Si j’ai bien compris les résultats du premier tour des élections régionales, on n’est pas au bout de nos Le Pen. Ils ont l’air tellement invincibles qu’on avait pensé, cet été, que le mieux était de compter sur le père pour dégommer la fille (et réciproquement). Chou blanc. Au contraire, la bataille a plutôt eu comme effet de blanchir Marine. Gageons que ça pourrait se reproduire entre la tante et la nièce : les déclarations incendiaires de Marion pourraient provoquer des réserves de Marine, qui finira par se présenter en rempart contre sa famille, se posant on ne peut mieux en femme d’Etat.
Qu’est-ce qui a changé pour que le Front national devienne plus respectable ? Les cadres du parti, son idéologie ou les électeurs ? Ceux qui se cachaient commencent à pavoiser. Les candidats des autres partis n’ont plus rien à reprocher aux électeurs du FN, ce sont des brebis égarées dont ils entendent soudain d’autant mieux les bêlements douloureux qu’ils espèrent plus rapide leur retour au bercail. Mais le temps semble passé où ces électeurs n’étaient que des imbéciles à qui il fallait pardonner car ils ne savaient pas ce qu’ils faisaient. D’ailleurs, tout le monde comprend pourquoi le vote Front national augmente. Les brebis, parfois, rêvent de devenir des loups. Si c’était un vote de protestation, les électeurs, une fois le FN au pouvoir, se contenteraient de dire : «Bien fait, bisque bisque rage.»

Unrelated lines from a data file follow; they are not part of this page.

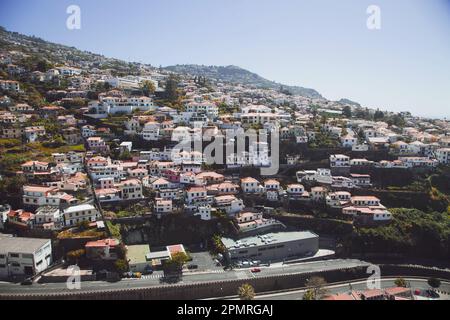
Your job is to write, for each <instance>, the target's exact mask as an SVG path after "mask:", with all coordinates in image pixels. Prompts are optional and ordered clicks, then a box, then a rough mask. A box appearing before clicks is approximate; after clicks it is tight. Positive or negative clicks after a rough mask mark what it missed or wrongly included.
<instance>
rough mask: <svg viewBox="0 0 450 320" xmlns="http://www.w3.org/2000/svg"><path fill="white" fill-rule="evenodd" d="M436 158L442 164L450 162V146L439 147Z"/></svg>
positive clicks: (436, 155)
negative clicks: (448, 147)
mask: <svg viewBox="0 0 450 320" xmlns="http://www.w3.org/2000/svg"><path fill="white" fill-rule="evenodd" d="M435 154H436V159H437V160H438V161H439V163H441V164H449V163H450V148H441V149H437V150H436V152H435Z"/></svg>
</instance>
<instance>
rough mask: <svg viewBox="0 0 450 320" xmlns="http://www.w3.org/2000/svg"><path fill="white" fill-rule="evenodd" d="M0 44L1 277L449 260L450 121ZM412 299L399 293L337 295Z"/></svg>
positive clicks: (214, 269)
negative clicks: (269, 170) (241, 142)
mask: <svg viewBox="0 0 450 320" xmlns="http://www.w3.org/2000/svg"><path fill="white" fill-rule="evenodd" d="M0 44H1V46H0V128H1V129H0V195H1V199H0V279H2V280H6V281H11V282H19V283H23V284H27V283H32V284H33V286H37V285H39V283H41V282H44V283H57V282H61V281H62V280H61V279H63V280H64V279H66V278H67V273H66V271H67V269H68V268H69V267H70V266H73V265H76V266H78V267H79V268H80V269H81V274H82V276H81V278H82V280H83V281H88V282H89V281H102V280H105V279H108V280H110V279H115V280H117V281H119V280H120V279H122V280H121V281H134V282H139V281H145V280H146V279H147V280H148V281H150V280H151V279H154V280H155V281H156V280H161V281H164V279H172V278H174V277H178V278H184V277H189V275H193V274H208V273H210V274H213V275H214V274H217V275H219V276H220V275H221V276H223V277H226V276H227V273H228V272H230V274H231V272H243V273H244V275H251V276H253V277H258V276H264V274H265V272H274V273H275V272H277V270H278V269H276V266H282V265H287V266H288V267H289V265H290V264H298V263H303V262H310V263H316V264H317V265H319V264H320V263H321V262H323V261H334V260H333V259H343V261H344V260H346V259H361V260H364V261H371V259H374V260H377V259H379V258H383V259H393V260H392V261H397V260H395V259H398V261H406V260H407V259H408V258H410V257H412V256H413V255H416V256H415V258H423V259H424V260H425V259H429V260H433V261H441V262H445V261H447V262H448V261H449V258H450V237H449V235H450V227H449V226H450V224H449V220H448V219H449V213H450V196H449V190H450V185H449V181H450V179H449V178H450V168H449V164H450V121H448V120H445V119H426V118H422V117H417V116H414V115H413V114H410V113H409V112H403V113H395V112H391V111H388V110H384V109H380V108H366V107H364V106H360V105H359V104H357V103H353V102H343V101H329V100H327V99H325V98H320V97H315V96H314V97H309V96H301V95H296V94H292V93H291V92H289V91H288V90H286V89H285V88H283V87H280V88H279V89H274V88H265V87H259V86H258V85H255V84H253V85H248V84H240V83H234V82H232V81H223V80H222V79H216V78H209V77H202V76H198V75H195V76H194V75H191V74H188V73H176V72H173V71H170V70H169V69H166V68H162V67H154V66H151V65H147V64H142V63H128V62H123V61H121V60H117V59H111V58H106V57H104V56H100V55H96V54H92V53H88V52H83V51H78V50H76V49H74V48H69V47H65V46H61V45H56V44H51V43H47V42H45V41H43V40H41V39H38V38H34V37H27V36H22V35H19V34H17V33H10V32H7V31H6V30H4V29H1V30H0ZM249 132H255V133H260V134H262V133H264V134H266V135H267V136H270V137H271V139H263V138H261V136H260V137H259V140H256V141H254V140H251V139H250V140H249V142H247V143H246V142H245V141H246V140H245V138H243V139H244V143H243V148H242V150H239V147H236V145H237V144H238V140H240V138H241V137H244V136H245V135H251V134H249ZM230 134H231V136H230ZM274 139H276V141H275V140H274ZM214 142H220V144H214ZM213 145H214V151H213V152H211V147H212V146H213ZM217 145H218V146H217ZM230 146H231V147H230ZM229 148H231V149H229ZM230 150H231V151H230ZM219 151H220V152H219ZM220 153H221V154H220ZM212 154H214V156H212ZM218 154H219V155H218ZM212 160H214V161H212ZM268 168H275V172H274V173H273V174H270V175H265V174H264V169H268ZM419 235H420V236H423V237H426V239H423V238H420V237H419ZM330 259H331V260H330ZM344 268H345V267H344ZM321 270H322V269H321ZM280 272H281V271H280ZM233 274H234V273H233ZM230 277H231V276H230ZM428 294H431V293H429V292H428ZM415 296H420V294H415V293H414V290H413V288H404V287H402V286H395V287H392V288H386V289H380V290H378V291H364V292H362V291H355V290H353V291H352V292H351V293H349V294H347V293H343V294H334V295H327V297H326V298H325V299H328V300H343V299H348V300H362V299H382V300H387V299H395V300H402V299H415V298H414V297H415Z"/></svg>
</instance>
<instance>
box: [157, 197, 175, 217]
mask: <svg viewBox="0 0 450 320" xmlns="http://www.w3.org/2000/svg"><path fill="white" fill-rule="evenodd" d="M154 212H155V213H159V214H164V213H171V212H172V200H169V199H161V198H157V199H155V209H154Z"/></svg>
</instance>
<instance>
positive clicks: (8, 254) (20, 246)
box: [0, 234, 53, 279]
mask: <svg viewBox="0 0 450 320" xmlns="http://www.w3.org/2000/svg"><path fill="white" fill-rule="evenodd" d="M52 262H53V260H52V243H51V240H50V239H35V238H20V237H10V236H6V235H3V234H0V278H2V279H8V278H11V277H31V276H34V275H36V274H37V273H40V272H42V271H44V270H45V269H47V268H48V267H49V266H50V265H51V264H52Z"/></svg>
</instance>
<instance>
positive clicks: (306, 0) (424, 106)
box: [0, 0, 450, 118]
mask: <svg viewBox="0 0 450 320" xmlns="http://www.w3.org/2000/svg"><path fill="white" fill-rule="evenodd" d="M71 4H77V5H79V6H80V8H81V30H68V29H67V28H66V24H65V22H66V18H67V16H68V15H67V14H66V8H67V6H69V5H71ZM371 4H376V5H378V6H380V8H381V30H377V31H371V30H368V29H367V27H366V19H367V17H368V15H367V14H366V9H367V7H368V6H369V5H371ZM0 25H2V26H4V27H6V28H7V29H8V30H12V31H18V32H21V33H24V34H28V35H36V36H39V37H41V38H43V39H46V40H49V41H53V42H57V43H62V44H67V45H71V46H75V47H77V48H80V49H84V50H89V51H92V52H96V53H101V54H104V55H106V56H110V57H116V58H121V59H125V60H131V61H140V62H146V63H151V64H153V65H155V66H159V65H163V66H165V65H172V64H184V63H197V64H206V65H212V64H214V65H230V64H233V65H238V66H240V67H243V68H246V69H248V70H250V71H253V72H256V73H258V74H260V75H261V76H264V77H266V78H268V79H270V80H275V81H278V82H282V83H285V84H292V85H301V86H305V87H310V88H314V89H316V90H318V91H319V92H320V93H321V94H322V95H324V96H325V97H326V98H328V99H339V98H342V97H346V98H350V99H353V100H356V101H358V102H360V103H362V104H363V105H366V106H369V107H380V108H381V109H390V110H394V111H403V110H409V111H411V112H413V113H414V114H417V115H425V116H435V117H436V116H437V117H444V116H446V117H448V118H450V1H449V0H369V1H367V0H340V1H336V0H277V1H275V0H145V1H144V0H128V1H126V0H120V1H119V0H95V1H92V0H69V1H66V0H39V1H38V0H34V1H33V0H1V2H0Z"/></svg>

Ce qui est inquiétant, c’est que les électeurs attendent des résultats du Front national. Mais bon, c’est aussi une lueur d’espoir dans cette France en guerre victime du terrorisme et où le chômage est au plus haut : il y a des gens pour penser qu’on sera plus forts si on arrive à rester entre Français, avec nos petits francs. Il y a aussi un côté kamikaze social, contre lequel il est comme on sait difficile de se défendre, chez ceux qui sont persuadés qu’ils n’ont rien à perdre.
C’est singulier, la démocratie, quand on n’a pas d’autre choix que de voter pour quelqu’un qui n’est pas son choix, ou «ni-ni», ce qui n’est pas non plus très exaltant. Le désistement en faveur de l’adversaire, ça a un côté enfantin, comme si on levait les bras en disant : «Je me rends.» C’est sympathique et défendable mais c’est aussi un peu le fameux drapeau blanc de la vertu qui est parfois dur à avaler. De ce point de vue, peut-être Marine Le Pen s’indignera-t-elle bientôt de la faible présence des femmes à la tête des partis prétendus républicains quand sa nièce et elle forment avec le seul Florian Philippot les personnalités les plus en vue du FN. Quand il a choisi d’appeler son nouveau parti Les Républicains, Nicolas Sarkozy ne devait pas imaginer que les initiales LR allaient phonétiquement désigner l’état où se retrouve la droite.
L’austérité ne s’est pas révélée le vaccin adéquat contre l’extrême droite. On imagine la stupeur à Bruxelles où les experts n’avaient pas dû prévoir ces effets collatéraux. Ou peut-être les connaissaient-ils parfaitement mais ont-ils pensé qu’il ne fallait pas se tromper de priorité, le pacte de stabilité économique plus que le pacte de stabilité sociale. Si j’ai bien compris, la dette, voilà l’ennemie, la dette immonde qui rampe dans nos rues, vient terroriser nos villages, assommer les vieux et empêcher les enfants de dormir.